SBF,
I feel I already answered your question in the very last sentence of my thread:
I'd rather have questions I can't answer than answers I can't question.
But, beyond the words or Richard Feynman, I think there's something deeper here too. And that is that I care about what is knowable. I care about what we could actually learn. And this is why I hold science in such a high regard - even beyond it's practical uses - because it always operates on the frontiers of knowledge. It is always pushing back against the unknown and shinning a light into the darkness of our ignorance.
There may be things that we can never know. There may be things that are so complex and fundamental that they will forever remain beyond our grasps. But why waste one moment worrying about that?

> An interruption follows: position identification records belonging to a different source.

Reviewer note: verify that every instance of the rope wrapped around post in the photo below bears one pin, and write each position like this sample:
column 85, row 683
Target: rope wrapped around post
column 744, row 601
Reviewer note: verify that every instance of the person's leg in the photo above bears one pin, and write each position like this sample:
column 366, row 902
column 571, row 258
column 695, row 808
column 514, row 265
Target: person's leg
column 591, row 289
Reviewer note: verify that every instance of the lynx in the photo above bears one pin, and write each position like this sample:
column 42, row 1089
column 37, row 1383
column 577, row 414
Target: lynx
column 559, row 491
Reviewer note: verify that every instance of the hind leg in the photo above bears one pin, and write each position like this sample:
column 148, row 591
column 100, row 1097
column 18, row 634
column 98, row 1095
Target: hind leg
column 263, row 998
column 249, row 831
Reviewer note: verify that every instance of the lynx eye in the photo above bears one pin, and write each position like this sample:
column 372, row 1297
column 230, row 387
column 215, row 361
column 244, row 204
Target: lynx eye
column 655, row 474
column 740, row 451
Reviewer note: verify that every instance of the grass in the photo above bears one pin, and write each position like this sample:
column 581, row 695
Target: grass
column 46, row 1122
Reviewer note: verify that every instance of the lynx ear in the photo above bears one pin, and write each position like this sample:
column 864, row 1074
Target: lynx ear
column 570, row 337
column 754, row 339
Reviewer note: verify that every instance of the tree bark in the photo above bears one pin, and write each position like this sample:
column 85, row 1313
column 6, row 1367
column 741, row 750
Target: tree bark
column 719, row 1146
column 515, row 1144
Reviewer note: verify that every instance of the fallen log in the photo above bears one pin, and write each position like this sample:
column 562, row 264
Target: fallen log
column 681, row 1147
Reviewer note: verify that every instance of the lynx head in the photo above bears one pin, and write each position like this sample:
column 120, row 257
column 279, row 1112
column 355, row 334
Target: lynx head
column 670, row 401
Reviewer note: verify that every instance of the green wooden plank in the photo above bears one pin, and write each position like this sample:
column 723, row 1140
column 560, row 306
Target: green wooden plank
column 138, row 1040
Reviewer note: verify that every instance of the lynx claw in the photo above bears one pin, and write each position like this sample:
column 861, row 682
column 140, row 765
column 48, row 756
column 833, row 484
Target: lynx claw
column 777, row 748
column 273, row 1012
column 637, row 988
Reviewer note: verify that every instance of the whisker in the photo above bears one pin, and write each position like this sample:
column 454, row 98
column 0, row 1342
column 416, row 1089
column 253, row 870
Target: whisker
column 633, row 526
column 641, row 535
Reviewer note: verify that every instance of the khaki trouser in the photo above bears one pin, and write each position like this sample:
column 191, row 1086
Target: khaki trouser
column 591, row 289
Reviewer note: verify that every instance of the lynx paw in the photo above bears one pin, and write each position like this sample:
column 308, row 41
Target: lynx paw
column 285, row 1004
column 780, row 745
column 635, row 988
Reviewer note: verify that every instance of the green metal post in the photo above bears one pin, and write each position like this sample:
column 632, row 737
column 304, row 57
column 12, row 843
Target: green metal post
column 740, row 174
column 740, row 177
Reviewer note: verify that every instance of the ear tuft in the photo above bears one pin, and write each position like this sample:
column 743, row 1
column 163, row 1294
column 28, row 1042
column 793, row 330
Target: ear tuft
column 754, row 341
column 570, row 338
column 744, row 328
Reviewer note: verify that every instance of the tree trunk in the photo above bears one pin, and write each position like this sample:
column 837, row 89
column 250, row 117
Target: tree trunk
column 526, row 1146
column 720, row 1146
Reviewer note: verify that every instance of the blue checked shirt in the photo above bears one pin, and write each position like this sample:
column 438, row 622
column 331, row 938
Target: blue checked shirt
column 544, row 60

Every single year new instruments that can detect things never before detected are built. Every single year tens of thousands of new discoveries are made in every single field of study. There are more scientific papers published in a single day today than existed in all the libraries a hundred years ago. The biggest "problem" science faces right now is that experts are working in narrower and narrower fields because there's so much to know. Trust me when I say a lack of discovery is NOT a problem!
I've also noticed a patter with you SBF - in that for our scientific and empirical methods to knowledge - you ask for infinite evidence. And yet when it comes to claims about Gods or the supernatural you seem to have almost no filter whatsoever. It's a very strange and unbalanced thing to behold. Is there even one single statement that we could definitively make about the gods or the supernatural?
I ask this because, the last time I checked, things which don't manifest in reality and things which don't exist are identical.